I don’t usually sit on these chairs. I sprawl on the deck with the dog or sit out under a tree with a book or my guitar. Maybe I feel less grownup, less alone, sitting on the weathered wood of the deck.
I think about my father, also widowed, who often sits in his patio on an old leather recliner with split seams and stuffing coming out. Perhaps he remembers when the patio was new and the family gathered there for barbecues. There are cobwebs and spiders in the brick barbecue pit now. Almost 91, Dad goes on, and so do I.
I don’t think about my loss every minute. I’m busy with the good life God has given me, but sometimes something as simple as sitting in this blue-green plastic chair makes me think about my husband. It’s Fred season.

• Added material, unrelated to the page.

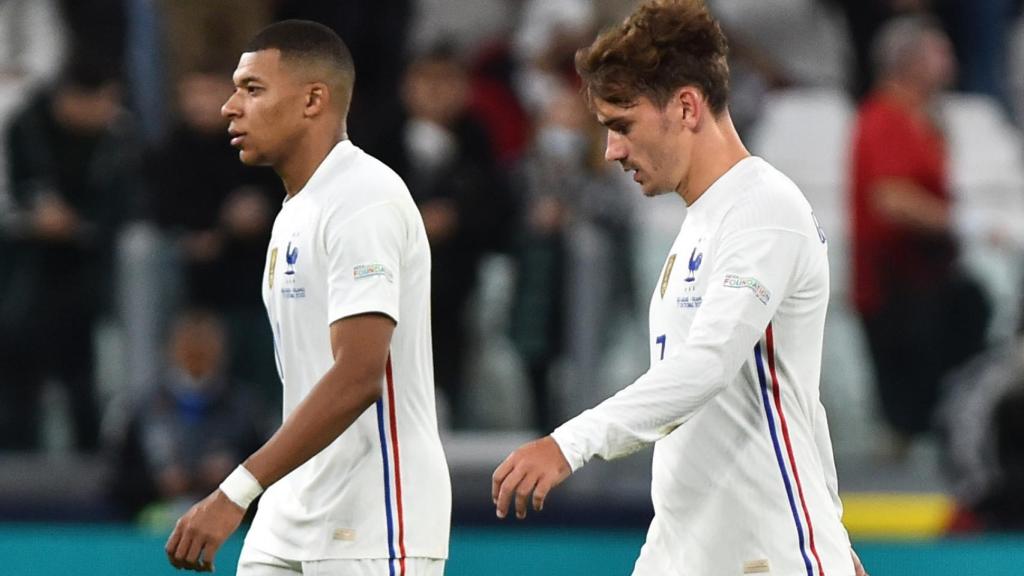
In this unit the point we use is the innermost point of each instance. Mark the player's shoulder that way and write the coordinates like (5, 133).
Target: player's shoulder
(357, 180)
(769, 199)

The rhodies are blooming. The birds are singing. And tax season is over. Fred had a tax business and did people’s returns for more than 25 years. He barely looked up between late January and mid-April, but after April 15, we would take a vacation, often combining it with the celebration of our May 18 wedding anniversary. It would have been 28 years next month. What a wonderful day that was, blessed with the marks of spring, just like this day.
I miss my husband, my love, my companion, the man who made me laugh, made me feel safe, and made me see the joy in life. Dr. Seuss said, “Don’t cry because it’s over. Smile because it happened.” I try to keep that in mind even as something deep inside me screams “No! I want him back.” In 2011, spring came, and it was time for Fred to graduate to the next life. I have to let him go. We all do. But let’s remember him this week. Stop to enjoy the flowers and the birds and sit on the deck in the sun with a good glass of wine. Cheers, Fred.